O Shopping não estava cheio. Era domingo e Deise caminhava lentamente observando as vitrines sem grande interesse. ‘Aff... ninguém merece esse tédio’ sussurra baixinho.
- Não acho que esta blusa ficará bem em você.
Assustada com a voz inesperada perto de seu ouvido Deise vira-se para trás e dá de cara com Lisa sorrindo. Volta o olhar para a vitrine rapidamente reparando a blusa em exposição e sorri. Era mesmo horrorosa.
- Com certeza que não. Estava só olhando.
Começam, como que em comum acordo a caminharem juntas. Deise, meio cautelosa e surpresa com a presença da loira que praticamente a ignorara a semana toda, a olha disfarçadamente. Lisa parecia cansada, com olheiras profundas.
- Está tudo bem Lisa?
- Tudo Deise – sorri, mas o mesmo não chega a seus olhos. Passa a mão nos belos cabelos e esfrega a testa. – na verdade nem tanto.
- Quer falar? Lisa olha Deise e para de caminhar. Gostava realmente dela. Passava algo de positivo, uma energia boa, suave, sincera.
- Gostaria sim. Que tal um lanche?
Já sentadas na praça de alimentação Deise pede um chope. Com certo enjôo Lisa torce o nariz e pede uma limonada suíça.
- Não quero por álcool na boca tão cedo.
- Hum... andou abusando?
- Abusando e ‘burrando’ muito por causa dele. Mas na verdade não é isso que realmente me aflige. – Poe a mão sobre o queixo e respira fundo. – Sabe quando você sabe que deve tomar certa atitude, mas não quer tomar por conta de um passado que ainda te atinge?
- Hã? Bom... não entendi bem, mas... tem algo de seu passado que te incomoda é isso? Lisa observa Deise atentamente. Como a ruiva era bonita com seu rosto meio infantil e um corpo de mulher. Os olhos verdes estavam claros, profundos... sérios. Ela lembrava tanto alguém que Lisa chegava a sentir aperto no coração. Arregala os olhos e novamente encara Deise nos olhos. Ela lembrava... Mari!!!

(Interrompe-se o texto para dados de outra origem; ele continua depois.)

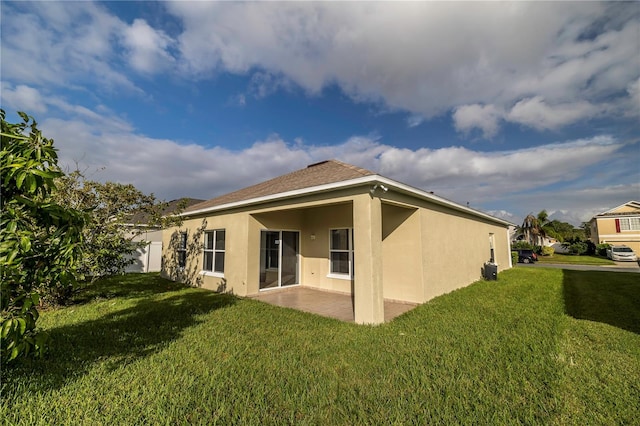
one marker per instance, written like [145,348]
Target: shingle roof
[322,173]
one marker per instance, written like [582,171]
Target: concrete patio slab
[325,303]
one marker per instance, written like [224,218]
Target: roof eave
[369,179]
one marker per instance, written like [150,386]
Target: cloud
[536,113]
[147,47]
[485,117]
[415,120]
[545,65]
[523,178]
[75,45]
[541,65]
[22,98]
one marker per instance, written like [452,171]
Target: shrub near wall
[601,249]
[548,251]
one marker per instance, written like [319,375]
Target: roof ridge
[358,169]
[320,173]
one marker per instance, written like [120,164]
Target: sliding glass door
[279,264]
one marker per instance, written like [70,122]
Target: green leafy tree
[119,213]
[532,229]
[40,240]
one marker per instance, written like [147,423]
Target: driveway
[618,267]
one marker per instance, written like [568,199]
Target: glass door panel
[269,259]
[289,263]
[279,258]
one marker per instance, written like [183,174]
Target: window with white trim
[182,250]
[341,251]
[214,246]
[630,223]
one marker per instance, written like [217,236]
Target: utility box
[490,271]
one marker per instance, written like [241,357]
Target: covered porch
[325,303]
[311,245]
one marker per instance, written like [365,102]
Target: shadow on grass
[126,286]
[118,338]
[609,297]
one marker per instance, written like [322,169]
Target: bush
[524,245]
[578,248]
[548,251]
[601,249]
[40,241]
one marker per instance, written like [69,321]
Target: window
[341,251]
[182,250]
[492,259]
[629,223]
[214,251]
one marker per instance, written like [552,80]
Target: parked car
[621,253]
[526,256]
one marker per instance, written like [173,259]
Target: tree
[118,214]
[532,230]
[40,240]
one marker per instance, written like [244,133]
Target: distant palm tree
[532,229]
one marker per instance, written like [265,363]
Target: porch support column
[367,286]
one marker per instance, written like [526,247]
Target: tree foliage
[40,240]
[535,228]
[119,213]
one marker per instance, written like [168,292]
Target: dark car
[526,256]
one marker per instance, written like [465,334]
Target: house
[149,257]
[620,225]
[335,227]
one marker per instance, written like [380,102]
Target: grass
[576,260]
[538,346]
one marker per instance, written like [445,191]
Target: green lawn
[576,260]
[538,346]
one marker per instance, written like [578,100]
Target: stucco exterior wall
[401,254]
[606,233]
[236,253]
[406,249]
[455,248]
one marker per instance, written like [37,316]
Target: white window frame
[213,250]
[350,250]
[182,249]
[630,224]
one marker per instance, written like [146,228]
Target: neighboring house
[620,225]
[149,257]
[335,227]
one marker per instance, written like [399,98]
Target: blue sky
[511,107]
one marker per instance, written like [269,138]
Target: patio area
[325,303]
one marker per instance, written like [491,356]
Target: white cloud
[147,47]
[428,58]
[70,44]
[536,113]
[542,65]
[22,98]
[484,117]
[415,120]
[101,139]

- Meu Deus! – Põe a mão sobre a boca.
- Que foi Lisa? Parece que viu fantasma!
- Não... é que agora, só agora percebi quem você me lembra.
- Nossa! Deve ser alguém bem assustador pela sua cara.

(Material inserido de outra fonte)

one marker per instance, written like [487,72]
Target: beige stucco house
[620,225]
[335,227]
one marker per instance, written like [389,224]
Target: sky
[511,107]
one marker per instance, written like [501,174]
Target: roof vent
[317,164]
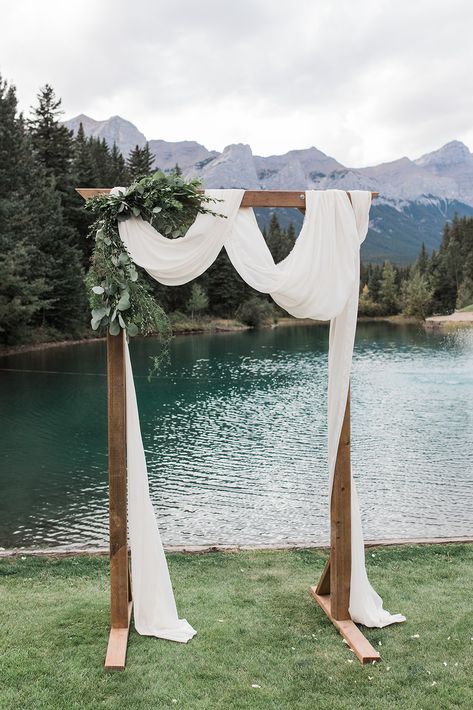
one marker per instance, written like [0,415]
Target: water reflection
[235,434]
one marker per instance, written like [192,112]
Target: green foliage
[255,312]
[256,625]
[198,300]
[366,306]
[279,241]
[119,298]
[388,290]
[416,295]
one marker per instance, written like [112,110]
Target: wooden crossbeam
[251,198]
[333,590]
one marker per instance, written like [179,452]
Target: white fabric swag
[320,280]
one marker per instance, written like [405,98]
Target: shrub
[255,312]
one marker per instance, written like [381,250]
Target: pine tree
[422,260]
[279,241]
[52,141]
[388,290]
[374,282]
[23,291]
[417,295]
[198,300]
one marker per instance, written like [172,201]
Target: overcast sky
[365,81]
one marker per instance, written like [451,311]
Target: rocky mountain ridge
[416,197]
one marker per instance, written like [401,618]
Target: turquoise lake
[234,430]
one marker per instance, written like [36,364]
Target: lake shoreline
[212,327]
[71,551]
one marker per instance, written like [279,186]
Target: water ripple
[235,438]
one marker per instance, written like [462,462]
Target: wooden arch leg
[120,591]
[333,590]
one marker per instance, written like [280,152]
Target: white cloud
[365,82]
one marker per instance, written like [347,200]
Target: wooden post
[120,598]
[333,590]
[340,524]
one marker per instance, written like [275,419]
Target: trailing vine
[120,298]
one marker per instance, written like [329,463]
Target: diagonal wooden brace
[333,590]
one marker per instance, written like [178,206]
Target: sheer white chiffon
[319,279]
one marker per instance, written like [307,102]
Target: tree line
[45,251]
[437,283]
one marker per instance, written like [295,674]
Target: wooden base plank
[115,659]
[364,651]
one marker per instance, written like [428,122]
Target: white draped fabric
[319,279]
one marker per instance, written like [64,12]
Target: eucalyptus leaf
[114,328]
[98,313]
[132,330]
[124,302]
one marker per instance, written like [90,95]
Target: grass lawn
[257,625]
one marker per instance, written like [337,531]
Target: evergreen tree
[52,141]
[27,283]
[279,241]
[422,260]
[417,295]
[198,300]
[374,282]
[388,290]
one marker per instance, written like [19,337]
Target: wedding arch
[320,280]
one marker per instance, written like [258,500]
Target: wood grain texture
[323,586]
[115,659]
[340,524]
[251,198]
[119,586]
[351,633]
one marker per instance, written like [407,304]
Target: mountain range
[416,197]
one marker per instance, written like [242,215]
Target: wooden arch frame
[332,592]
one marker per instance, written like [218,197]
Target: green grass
[256,624]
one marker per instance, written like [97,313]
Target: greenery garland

- Pelo contrário. É alguém que amo muito. Na verdade é o meu problema.
- Cada vez mais confuso... e interessante. Toma um gole do chope e sorri – Fala mulher!! Não me mata de curiosidade.
- Ei!! Você é minha paciente. Modere o tom, diz rindo.
- Nunca fui sua paciente. E para sua informação nem o sou mais lá na clínica. Recebi alta na sexta, diz meio triste.
- Sério? Mas isso é muito bom.
- É... acho que sim. Minha mãe está toda feliz. Por ela iríamos hoje mesmo pro sul, mas temos que resolver ainda alguns problemas pendentes. Recebi a noticia sexta à tardinha.
- Hum... não fiquei sabendo.
- Foi a Doutora Luiza quem me chamou. Na verdade eu e ela conversamos um pouco a tarde. Um pouco depois ela mandou me chamar novamente junto com minha mãe. Disse que havia conversado com a equipe que me acompanhava e juntos concluíram que eu já estava apta a receber alta. Agora é comigo. – Deise a olha meio desamparada. – Foi tipo um choque sabe. Não esperava.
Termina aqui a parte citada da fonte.